Coda File System

Re: Problems with replication on two servers.

From: <>
Date: Thu, 23 Apr 2009 13:12:09 +0200
Hi Marc,

On Thu, Apr 23, 2009 at 11:42:22AM +0200, Marc SCHLINGER wrote:
> It becomes complicated when on the scm, I block all traffic using iptables.
> I see the client starting sending messages to the replica(via tcpdump). 
> But when I unblock the traffic on the scm I always get the same error.
> On the scm:
> 18:25:10 GetVolObj: Volume (1000002) already write locked
> 18:25:10 RS_LockAndFetch: Error 11 during GetVolObj for 1000002.1.1
> 18:25:46 LockQueue Manager: found entry for volume 0x1000002

There are certainly some locking issues hiding there.
I have been hit by "Volume (XXXXXXX) already write locked" as well.

This problem stems quite certainly from one of the original assumptions
of Coda design - the servers are treated as well-connected to each other,
in contrast to the clients which may have unreliable connections.

> On the client I got a dangling symlink for volume test.
> My question is: Isn't coda fail tolerant?

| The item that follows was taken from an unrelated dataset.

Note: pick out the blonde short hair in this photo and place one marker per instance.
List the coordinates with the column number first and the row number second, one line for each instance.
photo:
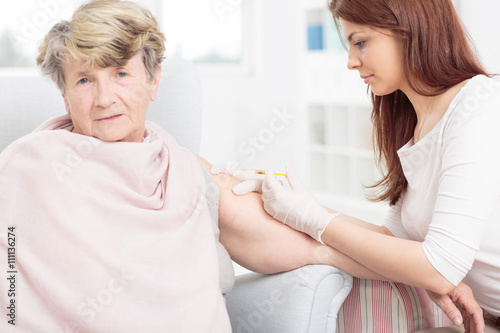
column 102, row 33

Or do I miss something in my 
> installation/configuration ?

No, I don't think you do.

Coda is quite fault tolerant, it copes pretty well with
- clients losing connection to the net
- a server going down once in a while

It does not cope well with servers intermittently losing contact
with each other.

I guess this would be relatively hard to fix, given the original
assumption named above. AFAIK there are no current plans to.

It is nice that you are consequently testing Coda, this might certainly
help to discover some hiding bugs and possibly even convince the developers
about the server-side fault tolerance.

There are certainly many potential users which would appreciate
weakly connected servers being supported, but this may present
some fundamental problems besides the implementation ones.

On the other side Coda is very useful as it is and there are also issues
of more immediate interest to fix.
The developers' resources are limited, so your best bet would be to join
the development. Unfortunately the "entry threshold" is quite high
because of the code being complex and still reflecting the years of
research-oriented programming.

Received on 2009-04-23 07:31:23